I keep saying that I am a "pantser" - that I write by the seat of my pants. And that is very true. But it is also true that I like to have at least a bare bones outline, so that I have a clue where my story is going, and how my characters relate to each other. Without that, they could get into all kinds of trouble! Knowing where I am going (and yes, this can change as I write) creates boundaries for me to work within. They don't stifle me, but they do give me a grid to work within.
If I try and stay within the confines of this grid (which can get very complex!), I have to do less rewriting. It is not at all fun when you realize that your chapters don't hold together ... and that they aren't holding together in a very glaring fashion! Definitely a "How could I have done that!" moment. Hopefully, I have learned from my experiences.

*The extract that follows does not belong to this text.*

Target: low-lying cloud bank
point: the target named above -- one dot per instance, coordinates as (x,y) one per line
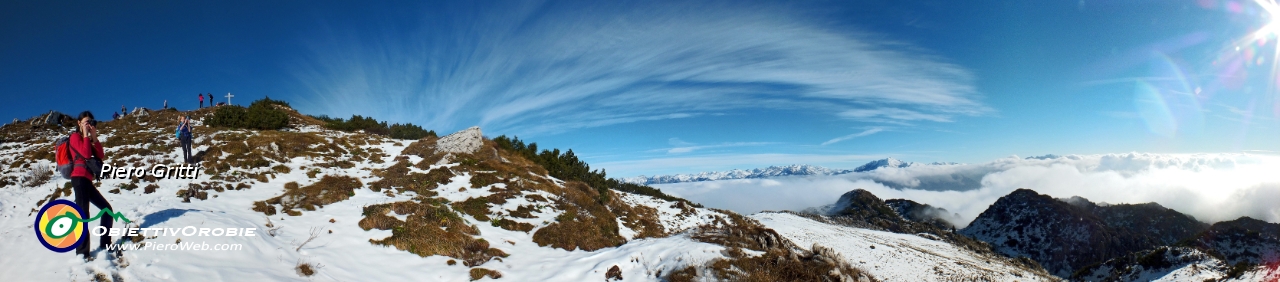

I work with a bare bones outline - but it is an outline. It not only keeps me organized (very important for us Cappies!), but it allows me to revise in a timely manner, without having to look things up, or sit there wondering how I got to where I am in my story. I actually love to do the outlines for my stories - it is a wonderful way for me to get into the creative process. I put down whatever comes to mind, then go back and edit it to bring the elements together, and take out elements that obviously are not going to work. Saves me time, saves me headaches, and my fur kids have a happier mommie!
What can your outline do for you? For a mystery writer like me, it can help establish clear motives. (Readers tend to wander off without finishing a book when things like motives are not clear.) The primary plot and the sub-plots are able to sort themselves out. (The sub plots make the story, IMHO. I just finished reading "Stranger In The Room", by Amanda Kyle Williams, and the sub plots are so finely woven in that the story just flows - one never questions what is going on, or why.)And ... your story stays on track ... no wandering off into its own little world!
One last word on outlines - you can do them however you please! Write them in a file, in traditional outline format. Get out the junior high index cards and work with them. Go high-tech with a spreadsheet (very cool, but not for a non-techie like me!), or use writing software of some type (there are plenty of options out there!).
It doesn't matter how you plan your story ... it just matters THAT you plan it!